A simple app for tracking your todos.
- Accessibility
- keyboard navigable (as well as by mouse)
- logical, non-redundant reading from screenreaders
- responsive down to the smallest screens (around 320px wide)
- small file sizes for low-end devices and slow networks
- low to no animation
- light and dark mode (WCAG AA contrast on both)
- Tinker-able
- clear, easily observable code with many comments
- HTML, CSS, JavaScript
- Git and GitHub
- VSCode
- Firefox DevTools (primarily the 'Accessibility' feature)
- WebAIM's WCAG 2 Checklist
Monday, March 18th 2024 @4:59pm
The goal here is to just get a very simple little app for people to use to jot down those pesky todos that pile up. I want to experience to feel smooth, especially for keyboard-only users.
I'm an aspiring keyboard-only user, but that is by choice.
@6:50pm This is a super fun project! Low stakes, but I'm learning a ton!
Tuesday, March 19th 2024 @9:52pm
It's done!! I'm super happy with how this came out. There were a surprising amount of "little" things - dark mode, icons, spacing, alignment, etc.
What did we learn from all this? It takes a considerable amount of attention to detail to create even the most minimally accessible web app. This isn't to say it's not worth it. Not at all! Just that it's a mindset I'll need to consciously hone until it becomes second nature. It's definitely a muscle I want to develop.
This has got me thinking of creating a series of little web apps called "single file apps" where all the code lives in one single file. There's something about that idea that draws me in. I like the idea of having all the code in one place to make something that's actually useful.

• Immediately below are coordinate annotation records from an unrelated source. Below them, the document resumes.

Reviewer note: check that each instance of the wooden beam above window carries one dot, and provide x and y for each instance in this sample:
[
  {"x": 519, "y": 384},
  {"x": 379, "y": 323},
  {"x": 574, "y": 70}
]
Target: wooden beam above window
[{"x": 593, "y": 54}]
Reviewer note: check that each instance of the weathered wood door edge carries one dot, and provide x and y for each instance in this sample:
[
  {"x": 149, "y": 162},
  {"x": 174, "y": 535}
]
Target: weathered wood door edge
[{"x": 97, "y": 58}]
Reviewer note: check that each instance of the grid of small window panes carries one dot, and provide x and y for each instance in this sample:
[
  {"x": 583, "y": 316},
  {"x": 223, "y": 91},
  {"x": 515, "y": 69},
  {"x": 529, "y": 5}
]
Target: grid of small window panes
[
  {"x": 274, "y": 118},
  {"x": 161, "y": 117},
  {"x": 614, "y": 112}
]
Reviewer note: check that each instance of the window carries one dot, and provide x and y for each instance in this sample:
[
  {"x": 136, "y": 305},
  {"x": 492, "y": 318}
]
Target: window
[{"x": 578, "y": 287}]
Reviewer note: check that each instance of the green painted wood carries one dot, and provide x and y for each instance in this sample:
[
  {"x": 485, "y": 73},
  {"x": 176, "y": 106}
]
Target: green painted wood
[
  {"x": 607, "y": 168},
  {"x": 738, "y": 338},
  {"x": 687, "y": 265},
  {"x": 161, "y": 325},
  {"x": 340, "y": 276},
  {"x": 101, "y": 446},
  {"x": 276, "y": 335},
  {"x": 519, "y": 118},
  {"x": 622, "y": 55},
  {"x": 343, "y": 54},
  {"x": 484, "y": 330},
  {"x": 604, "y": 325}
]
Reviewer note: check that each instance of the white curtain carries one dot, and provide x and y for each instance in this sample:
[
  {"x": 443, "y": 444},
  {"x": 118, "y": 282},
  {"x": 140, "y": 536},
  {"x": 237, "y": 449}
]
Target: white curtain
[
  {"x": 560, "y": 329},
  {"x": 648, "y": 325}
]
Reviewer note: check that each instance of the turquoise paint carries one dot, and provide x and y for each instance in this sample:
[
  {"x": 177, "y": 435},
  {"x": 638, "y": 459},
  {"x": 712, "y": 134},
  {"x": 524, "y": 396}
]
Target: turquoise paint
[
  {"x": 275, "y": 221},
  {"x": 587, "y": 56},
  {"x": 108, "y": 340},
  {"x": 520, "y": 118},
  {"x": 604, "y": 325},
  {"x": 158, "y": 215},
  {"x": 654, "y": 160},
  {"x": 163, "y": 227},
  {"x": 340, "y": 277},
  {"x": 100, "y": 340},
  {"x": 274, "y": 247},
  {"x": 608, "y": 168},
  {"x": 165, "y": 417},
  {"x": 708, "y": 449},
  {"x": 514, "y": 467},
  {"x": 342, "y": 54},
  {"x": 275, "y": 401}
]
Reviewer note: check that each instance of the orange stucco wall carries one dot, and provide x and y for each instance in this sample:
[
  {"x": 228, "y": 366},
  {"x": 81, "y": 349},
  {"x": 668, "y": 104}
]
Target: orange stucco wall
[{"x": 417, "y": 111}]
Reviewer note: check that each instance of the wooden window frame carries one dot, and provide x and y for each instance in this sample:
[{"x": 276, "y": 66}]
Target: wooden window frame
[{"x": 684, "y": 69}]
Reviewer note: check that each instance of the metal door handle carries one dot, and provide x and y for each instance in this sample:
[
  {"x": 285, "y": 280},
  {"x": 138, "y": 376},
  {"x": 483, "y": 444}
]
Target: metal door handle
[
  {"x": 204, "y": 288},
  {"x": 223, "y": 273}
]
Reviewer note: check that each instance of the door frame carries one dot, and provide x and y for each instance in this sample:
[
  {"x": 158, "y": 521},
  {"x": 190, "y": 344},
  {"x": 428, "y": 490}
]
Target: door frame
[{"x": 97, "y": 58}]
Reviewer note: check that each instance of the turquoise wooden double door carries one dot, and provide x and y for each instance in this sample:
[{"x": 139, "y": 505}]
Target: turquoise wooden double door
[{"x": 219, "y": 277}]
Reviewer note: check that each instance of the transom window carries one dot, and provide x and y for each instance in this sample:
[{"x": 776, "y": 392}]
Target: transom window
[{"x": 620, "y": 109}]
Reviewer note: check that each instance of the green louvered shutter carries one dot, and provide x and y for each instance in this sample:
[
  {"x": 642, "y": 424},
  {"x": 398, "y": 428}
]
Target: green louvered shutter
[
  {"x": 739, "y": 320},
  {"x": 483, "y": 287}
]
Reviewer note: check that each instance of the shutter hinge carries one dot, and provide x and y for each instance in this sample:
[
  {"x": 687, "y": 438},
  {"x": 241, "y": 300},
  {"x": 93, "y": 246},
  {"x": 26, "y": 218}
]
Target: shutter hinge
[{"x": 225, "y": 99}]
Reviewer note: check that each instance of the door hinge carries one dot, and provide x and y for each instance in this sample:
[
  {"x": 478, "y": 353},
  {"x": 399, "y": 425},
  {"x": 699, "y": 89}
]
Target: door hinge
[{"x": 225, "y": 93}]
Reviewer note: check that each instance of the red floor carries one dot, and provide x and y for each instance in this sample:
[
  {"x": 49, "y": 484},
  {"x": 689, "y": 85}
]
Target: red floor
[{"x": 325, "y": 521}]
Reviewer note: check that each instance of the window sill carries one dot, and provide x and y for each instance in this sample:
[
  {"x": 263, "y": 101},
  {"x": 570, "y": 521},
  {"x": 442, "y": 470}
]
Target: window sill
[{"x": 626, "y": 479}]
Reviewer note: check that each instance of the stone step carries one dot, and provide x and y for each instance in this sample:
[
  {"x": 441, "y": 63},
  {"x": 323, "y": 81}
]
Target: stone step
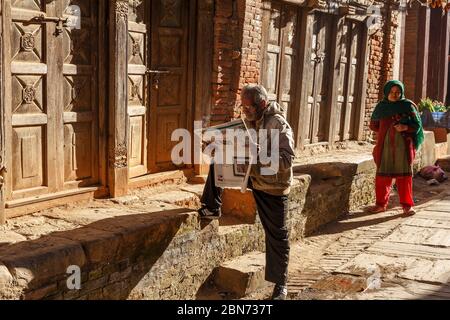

For instance, I've printed the code for this app onto actual paper. And something about that make's it feel so real, so tangible, so manageable. Creating complete apps that are comprehensible to humans, a single human, is appealing to me. It makes it feel like software can be something you can trade like a book or playing cards or something. It makes it feel like something average people can have casual conversations about over tea. That would be cool - if code, actual code, was commonplace in casual conversation.